28L’ « espace dédié aux objets de récupération » au sein des Puces de Vanves, consiste en 50 places de vente réservées à des biffins, au tarif journalier de 2 euros, les samedis et dimanches après-midis. Elles sont gérées par la SEMACO, l’entreprise délégataire de la gestion des Puces. Le dispositif inclut les biffins dans les Puces de Vanves, tout en les maintenant en marge, puisque l’espace qui leur est réservé se situe à la limite du marché, du côté du périphérique. L’encadrement des biffins consiste en un réarrangement interne, dont l’objectif est de limiter le débordement de la vente informelle en marge des Puces. Mais cet espace est peu fréquenté, les vendeurs continuant à s’installer à la sauvette dans des zones plus passantes.
29La « ressourcerie-recyclerie » Emmaüs Coup de main du 20e arrondissement est un équipement composé d’un local d’apport d’articles de récupération, situé sur un terre-plein vacant autour duquel s’installaient auparavant les vendeurs informels et d’une boutique, à plusieurs centaines de mètres de distance. Les ressourceries ou recycleries sont des organismes spécialisés dans la récupération et la remise en état d’objets usagés, qui se sont organisés en réseau en 2000 et qui peuvent être activement soutenus par les Régions, comme c’est le cas en Ile-de-France. La création de la nouvelle ressourcerie dans le 20e arrondissement s’est inscrite dans ce cadre, bien avant qu’il n’ait été question d’intégrer les biffins à son fonctionnement pour répondre à la controverse alimentée par le collectif de soutien aux biffins de Belleville. Le dispositif a permis d’ouvrir 30 emplois en insertion, dont certains ont été attribués à d’anciens vendeurs informels. Un projet de circuit court de collecte et d’apport d’articles de récupération par des biffins avait été envisagé en réponse aux revendications du collectif de soutien aux biffins de Belleville, mais ne sera pas été mis en œuvre. La ressourcerie est gérée par l’association Emmaüs Coup de main, créée en 1995 membre du réseau Emmaüs depuis 2010, comptant 13 salariés en 2011, 25 en 2016, qui s’est constituée pour accompagner des familles Roms en situation de précarité et a ainsi développé des activités de réemploi des objets.
30Enfin, à Montreuil, la municipalité autorise périodiquement la tenue d’un marché de biffins sous la Halle de la Croix de Chavaux. Ce marché compte 150 à 250 vendeurs, adhérents de l’association Amelior, une association créée en 2012, suite au délitement du collectif de Belleville, et qui compte parmi ses adhérents des biffins et des personnes qui jouent auprès d’eux un rôle de représentation, de relais et de gestion des marchés organisés par l’association.
31Les biffins font donc l’objet d’une gestion incrémentale, au cas par cas, oscillant entre la volonté d’éradiquer l’informel et son institutionnalisation partielle, sur le mode du bricolage.
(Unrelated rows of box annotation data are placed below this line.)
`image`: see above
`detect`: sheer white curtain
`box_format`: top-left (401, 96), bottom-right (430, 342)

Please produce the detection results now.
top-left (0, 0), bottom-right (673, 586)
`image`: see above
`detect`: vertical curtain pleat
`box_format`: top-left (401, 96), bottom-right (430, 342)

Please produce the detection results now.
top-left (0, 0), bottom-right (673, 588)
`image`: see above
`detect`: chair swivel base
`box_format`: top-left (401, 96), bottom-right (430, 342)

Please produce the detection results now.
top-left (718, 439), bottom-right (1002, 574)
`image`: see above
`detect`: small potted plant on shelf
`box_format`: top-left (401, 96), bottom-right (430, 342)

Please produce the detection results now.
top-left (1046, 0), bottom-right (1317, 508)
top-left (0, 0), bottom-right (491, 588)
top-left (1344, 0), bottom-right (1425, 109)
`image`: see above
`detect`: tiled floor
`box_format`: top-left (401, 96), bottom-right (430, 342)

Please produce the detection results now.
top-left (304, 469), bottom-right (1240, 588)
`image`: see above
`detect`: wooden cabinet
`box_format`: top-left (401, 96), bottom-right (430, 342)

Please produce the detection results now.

En science politique, la notion d’incrémentalisme correspond à « l’idée que les politiques publiques évoluent le plus souvent de façon graduelle et par un mécanisme de petits pas ». Selon la thèse incrémentaliste, « les décideurs politiques réalisent généralement des changements de l’action publique qui ne modifient que marginalement la situation en cours » [Jönsson 2006, p. 216]. Cette gestion incrémentale est mise en œuvre au niveau municipal, mais à distance, par le biais d’intermédiaires, puisque les dispositifs d’encadrement des biffins reposent sur des délégations de service public : à des associations, comme dans le cas du « Carré des biffins » et de la « ressourcerie » du 20e arrondissement, ou à l’entreprise gestionnaire du marché aux Puces dans le cas de l’espace réservé aux biffins au sein des Puces de Vanves. Ceci alimente alors des effets de fragmentation spatiale et actorielle : chaque dispositif est en partie conçu par opposition aux dispositifs préexistants et confié à un nouvel intermédiaire, ce qui favorise la concurrence et met à mal la cohérence de l’action publique.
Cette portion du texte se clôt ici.